The pace of efforts at the Geneva-based trade body have been outstripped by the speed of the spread of the pandemic. The World Health Organization across town said earlier Wednesday that weekly case counts have been at record highs in the last two weeks.
Rockwell said a WTO panel on intellectual property was set to take up the waiver proposal again at a “tentative” meeting later this month, before a formal meeting on June 8-9.
No consensus -- which is required under WTO rules -- was expected to emerge from the ambassadors’ two-day meeting on Wednesday and Thursday. But Rockwell pointed to a change in tone after months of wrangling.
“I would say that the discussion was far more constructive, pragmatic. It was less emotive and less finger pointing than it had been in the past,” Rockwell said, citing a surge in cases in places like India. “I think that this feeling of everyone-being-in-it- together was being expressed in a way that I had not heard to this point.”
Authors of the proposal, which has faced resistance from many countries with influential pharmaceutical and biotech industries, have been revising it in hopes of making it more palatable.
Okonjo-Iweala, in her remarks posted on the WTO Web site, said it was “incumbent on us to move quickly to put the revised text on the table, but also to begin and undertake text-based negotiations.”
“I am firmly convinced that once we can sit down with an actual text in front of us, we shall find a pragmatic way forward,” that is “acceptable to all sides,” she said.
Co-sponsors of the idea were shuttling between different diplomatic missions to make their case, according to a Geneva trade official who was not authorized to speak publicly on the matter. A deadlock persists, and opposing sides remain far apart, the official said.

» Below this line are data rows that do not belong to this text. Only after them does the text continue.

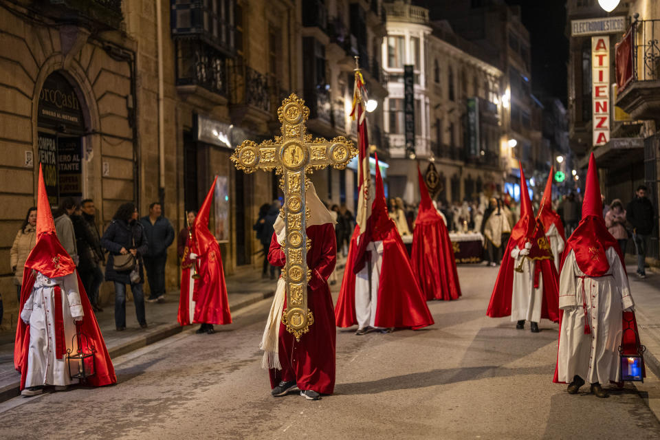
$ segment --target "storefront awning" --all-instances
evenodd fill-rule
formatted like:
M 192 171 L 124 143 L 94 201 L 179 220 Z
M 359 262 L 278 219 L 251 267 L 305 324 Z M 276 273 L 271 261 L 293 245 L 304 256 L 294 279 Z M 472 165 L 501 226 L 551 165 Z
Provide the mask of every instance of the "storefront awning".
M 644 160 L 644 140 L 641 138 L 617 138 L 593 149 L 593 156 L 598 168 L 616 169 Z M 589 165 L 589 156 L 585 155 L 578 166 L 586 168 Z

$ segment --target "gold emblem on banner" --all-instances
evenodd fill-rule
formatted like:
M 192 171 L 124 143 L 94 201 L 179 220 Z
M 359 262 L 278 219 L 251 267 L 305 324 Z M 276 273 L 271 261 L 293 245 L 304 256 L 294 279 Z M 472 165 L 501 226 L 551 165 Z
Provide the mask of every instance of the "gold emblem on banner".
M 307 296 L 309 277 L 307 254 L 311 245 L 305 234 L 305 224 L 309 218 L 305 201 L 307 175 L 328 166 L 344 169 L 358 155 L 358 150 L 352 142 L 341 136 L 331 141 L 322 138 L 312 141 L 305 126 L 309 109 L 295 94 L 282 102 L 277 114 L 282 124 L 281 136 L 261 144 L 243 141 L 231 159 L 237 169 L 245 173 L 274 170 L 276 174 L 283 175 L 280 188 L 285 200 L 280 214 L 286 222 L 287 239 L 283 247 L 287 257 L 283 272 L 287 283 L 287 309 L 282 315 L 282 322 L 287 331 L 300 340 L 314 322 L 314 314 L 307 309 Z

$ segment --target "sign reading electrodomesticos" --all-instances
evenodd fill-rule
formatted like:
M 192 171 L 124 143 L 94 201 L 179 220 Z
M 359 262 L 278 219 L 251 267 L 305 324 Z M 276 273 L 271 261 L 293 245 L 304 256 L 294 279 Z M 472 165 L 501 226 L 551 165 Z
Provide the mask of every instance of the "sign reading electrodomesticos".
M 610 140 L 610 37 L 591 37 L 593 146 Z

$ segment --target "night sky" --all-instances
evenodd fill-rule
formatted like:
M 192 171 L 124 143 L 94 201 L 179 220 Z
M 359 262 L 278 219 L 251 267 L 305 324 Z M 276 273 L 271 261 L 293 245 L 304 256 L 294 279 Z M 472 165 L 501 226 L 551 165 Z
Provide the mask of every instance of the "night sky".
M 531 45 L 531 82 L 534 94 L 542 92 L 566 103 L 566 63 L 569 41 L 563 0 L 506 0 L 520 5 L 522 24 L 529 31 Z

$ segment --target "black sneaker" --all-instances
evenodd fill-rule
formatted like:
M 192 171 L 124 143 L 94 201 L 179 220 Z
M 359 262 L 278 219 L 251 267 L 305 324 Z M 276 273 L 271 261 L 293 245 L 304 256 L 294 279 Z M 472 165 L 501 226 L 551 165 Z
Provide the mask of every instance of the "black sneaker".
M 355 331 L 355 334 L 358 335 L 358 336 L 366 335 L 366 333 L 369 331 L 369 329 L 370 329 L 369 326 L 366 326 L 366 327 L 362 327 L 361 329 L 358 329 L 358 330 Z
M 298 385 L 296 384 L 294 381 L 292 380 L 287 382 L 283 380 L 280 382 L 279 385 L 271 390 L 270 395 L 273 396 L 274 397 L 285 396 L 289 393 L 289 391 L 291 391 L 296 388 L 298 388 Z
M 306 390 L 300 391 L 300 395 L 307 400 L 318 400 L 321 398 L 321 395 L 313 390 Z

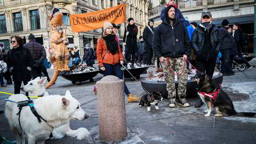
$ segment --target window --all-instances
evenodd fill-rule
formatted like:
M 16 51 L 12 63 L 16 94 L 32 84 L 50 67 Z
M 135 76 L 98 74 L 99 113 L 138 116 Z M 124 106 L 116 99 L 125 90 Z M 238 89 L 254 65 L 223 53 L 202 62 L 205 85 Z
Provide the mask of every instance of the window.
M 62 24 L 64 25 L 66 25 L 67 24 L 67 26 L 70 26 L 70 18 L 69 17 L 69 14 L 68 15 L 68 18 L 67 20 L 67 15 L 68 13 L 63 13 L 63 15 L 62 15 Z M 67 21 L 67 23 L 66 23 Z
M 38 10 L 29 11 L 31 30 L 40 29 L 40 18 Z
M 4 14 L 0 15 L 0 34 L 6 33 L 6 22 Z
M 101 7 L 104 9 L 104 0 L 101 0 Z
M 13 13 L 13 25 L 14 31 L 20 31 L 23 30 L 22 18 L 21 12 Z
M 87 11 L 82 10 L 82 13 L 87 13 Z

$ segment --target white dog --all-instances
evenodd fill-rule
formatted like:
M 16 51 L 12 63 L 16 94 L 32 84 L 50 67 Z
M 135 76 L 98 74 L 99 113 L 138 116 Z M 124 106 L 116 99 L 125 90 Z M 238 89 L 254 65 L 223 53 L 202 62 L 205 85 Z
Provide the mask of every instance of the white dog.
M 34 80 L 29 81 L 26 85 L 21 87 L 21 90 L 24 92 L 28 92 L 29 96 L 47 96 L 49 93 L 45 91 L 44 84 L 46 81 L 47 77 L 41 79 L 38 77 Z M 35 99 L 30 97 L 30 99 Z M 67 124 L 63 124 L 59 127 L 54 129 L 52 132 L 53 136 L 51 139 L 59 139 L 63 138 L 65 135 L 72 137 L 76 137 L 79 140 L 82 140 L 90 134 L 88 130 L 84 127 L 81 127 L 76 130 L 72 130 L 69 127 L 69 121 Z
M 9 98 L 14 101 L 28 100 L 23 94 L 12 95 Z M 70 119 L 84 120 L 89 116 L 81 107 L 78 101 L 73 98 L 68 90 L 66 95 L 49 95 L 33 100 L 37 113 L 45 119 L 41 118 L 39 123 L 29 106 L 22 108 L 20 113 L 20 125 L 19 122 L 19 108 L 17 103 L 6 102 L 5 117 L 9 123 L 11 131 L 16 137 L 17 143 L 25 144 L 25 137 L 28 144 L 44 143 L 54 128 L 67 124 Z

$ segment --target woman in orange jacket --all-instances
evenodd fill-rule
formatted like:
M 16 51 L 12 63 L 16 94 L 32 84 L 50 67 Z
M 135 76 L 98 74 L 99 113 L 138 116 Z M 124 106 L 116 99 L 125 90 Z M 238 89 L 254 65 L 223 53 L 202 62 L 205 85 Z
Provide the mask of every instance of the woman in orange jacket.
M 104 76 L 114 75 L 123 79 L 120 63 L 124 63 L 124 57 L 113 32 L 113 26 L 105 22 L 103 29 L 102 36 L 98 39 L 96 50 L 100 69 L 104 71 Z M 128 102 L 137 101 L 137 98 L 132 97 L 125 83 L 124 92 L 128 97 Z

Some proponents saw more hope for the proposal after Biden’s top envoy on trade, Katherine Tai, said last month that gaping inequities in access to COVID-19 vaccines between developed and developing countries were “completely unacceptable,” and that mistakes made in the global response to the HIV pandemic mustn’t be repeated.
The argument, part of a long-running debate about intellectual property protections, centers on lifting patents, copyrights, and protections for industrial design and confidential information to help expand the production and deployment of vaccines during supply shortages. The aim is to suspend the rules for several years, just long enough to beat down the pandemic.

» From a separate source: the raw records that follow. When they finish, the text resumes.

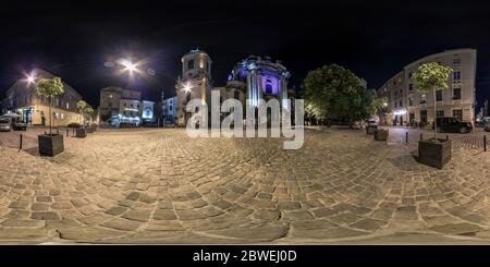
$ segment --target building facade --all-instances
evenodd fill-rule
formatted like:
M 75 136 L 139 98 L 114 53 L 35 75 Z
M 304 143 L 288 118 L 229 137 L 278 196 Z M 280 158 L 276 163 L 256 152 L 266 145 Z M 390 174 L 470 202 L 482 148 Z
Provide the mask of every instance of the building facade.
M 413 74 L 424 63 L 437 62 L 453 69 L 449 87 L 433 94 L 416 92 Z M 477 51 L 455 49 L 431 54 L 403 68 L 378 89 L 388 99 L 388 112 L 380 114 L 380 123 L 393 125 L 429 125 L 434 118 L 454 117 L 475 121 L 475 77 Z M 436 101 L 434 101 L 436 100 Z M 433 104 L 436 102 L 436 113 Z
M 191 50 L 182 57 L 182 76 L 175 85 L 177 107 L 177 124 L 185 125 L 191 118 L 186 111 L 191 99 L 200 99 L 201 105 L 210 105 L 211 101 L 211 58 L 201 50 Z
M 176 123 L 185 125 L 191 112 L 186 112 L 186 105 L 191 99 L 200 99 L 203 105 L 210 105 L 211 92 L 220 92 L 220 101 L 237 99 L 246 107 L 249 99 L 252 106 L 257 107 L 259 99 L 266 101 L 275 98 L 283 108 L 287 107 L 290 73 L 279 61 L 269 57 L 250 56 L 238 62 L 228 77 L 226 85 L 213 87 L 211 78 L 211 59 L 208 53 L 192 50 L 182 57 L 182 76 L 179 77 L 176 89 L 175 118 Z M 208 109 L 210 112 L 210 109 Z M 245 112 L 244 112 L 245 114 Z M 225 114 L 221 114 L 224 118 Z
M 287 80 L 290 73 L 279 61 L 270 57 L 249 56 L 238 62 L 228 77 L 228 98 L 241 99 L 243 104 L 249 99 L 257 107 L 259 99 L 280 99 L 282 107 L 287 108 Z
M 38 78 L 52 78 L 53 74 L 40 69 L 33 71 L 32 75 Z M 76 102 L 82 96 L 70 85 L 63 82 L 64 93 L 52 98 L 52 125 L 66 126 L 70 123 L 82 123 Z M 12 111 L 21 116 L 21 120 L 30 125 L 49 125 L 49 98 L 36 94 L 35 83 L 24 80 L 16 81 L 7 90 L 7 97 L 2 100 L 2 113 Z
M 176 96 L 167 98 L 162 102 L 164 124 L 174 124 L 176 111 L 179 110 L 179 99 Z
M 155 102 L 142 100 L 138 90 L 115 86 L 102 88 L 99 105 L 99 120 L 112 126 L 138 126 L 155 120 Z

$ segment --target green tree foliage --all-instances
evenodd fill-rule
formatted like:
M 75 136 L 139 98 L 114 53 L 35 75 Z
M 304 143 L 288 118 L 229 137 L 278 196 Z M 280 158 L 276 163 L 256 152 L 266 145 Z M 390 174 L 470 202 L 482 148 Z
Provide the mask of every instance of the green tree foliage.
M 317 119 L 354 121 L 368 119 L 382 107 L 366 82 L 338 64 L 310 71 L 304 81 L 305 111 Z
M 36 94 L 49 98 L 49 134 L 52 135 L 52 97 L 64 93 L 63 83 L 60 77 L 39 78 L 36 82 Z
M 85 109 L 88 107 L 88 104 L 84 100 L 78 100 L 76 102 L 76 108 L 78 109 L 78 112 L 82 114 L 83 122 L 82 124 L 85 125 Z
M 440 65 L 436 62 L 425 63 L 418 66 L 414 73 L 415 89 L 426 94 L 432 90 L 433 101 L 433 138 L 437 139 L 437 119 L 436 119 L 436 90 L 449 87 L 449 78 L 453 70 L 449 66 Z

The issue has become more pressing with a surge in cases in India, the world’s second-most populous country and a key producer of vaccines — including one for COVID-19 that relies on technology from Oxford University and British-Swedish pharmaceutical maker AstraZeneca.
Proponents, including WHO Director-General Tedros Adhanom Ghebreyesus, note that such waivers are part of the WTO toolbox and insist there’s no better time to use them than during the once-in-a-century pandemic that has taken 3.2 million lives, infected more than 437 million people and devastated economies.

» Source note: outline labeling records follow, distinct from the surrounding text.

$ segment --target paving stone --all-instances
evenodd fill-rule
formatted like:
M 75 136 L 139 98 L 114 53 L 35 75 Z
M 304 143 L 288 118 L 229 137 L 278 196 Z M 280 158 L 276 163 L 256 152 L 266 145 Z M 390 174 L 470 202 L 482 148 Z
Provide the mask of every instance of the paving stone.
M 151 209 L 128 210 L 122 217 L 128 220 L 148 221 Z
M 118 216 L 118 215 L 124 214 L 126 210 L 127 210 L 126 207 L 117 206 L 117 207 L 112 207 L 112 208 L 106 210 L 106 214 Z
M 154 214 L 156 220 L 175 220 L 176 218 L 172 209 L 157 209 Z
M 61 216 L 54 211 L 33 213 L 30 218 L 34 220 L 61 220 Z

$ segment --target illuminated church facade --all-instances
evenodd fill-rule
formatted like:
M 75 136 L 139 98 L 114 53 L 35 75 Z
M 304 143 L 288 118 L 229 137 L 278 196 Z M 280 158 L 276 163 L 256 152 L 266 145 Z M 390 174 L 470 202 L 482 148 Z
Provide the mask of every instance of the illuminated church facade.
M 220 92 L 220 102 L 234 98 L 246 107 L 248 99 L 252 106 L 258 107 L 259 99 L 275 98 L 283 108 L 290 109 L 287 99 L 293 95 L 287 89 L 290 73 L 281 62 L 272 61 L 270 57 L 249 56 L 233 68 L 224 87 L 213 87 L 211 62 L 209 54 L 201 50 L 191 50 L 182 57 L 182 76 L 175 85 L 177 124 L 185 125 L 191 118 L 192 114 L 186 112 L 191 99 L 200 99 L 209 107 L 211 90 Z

More than 100 countries have come out in support of the proposal, and a group of 110 members of Congress — all fellow Democrats of Biden — sent him a letter last month that called on him to support the waiver.
Opponents say a waiver would be no panacea. They insist that production of coronavirus vaccines is complex and simply can’t be ramped up by easing intellectual property, and say lifting protections could hurt future innovation.
Jonathan Lemire contributed to this report from New York.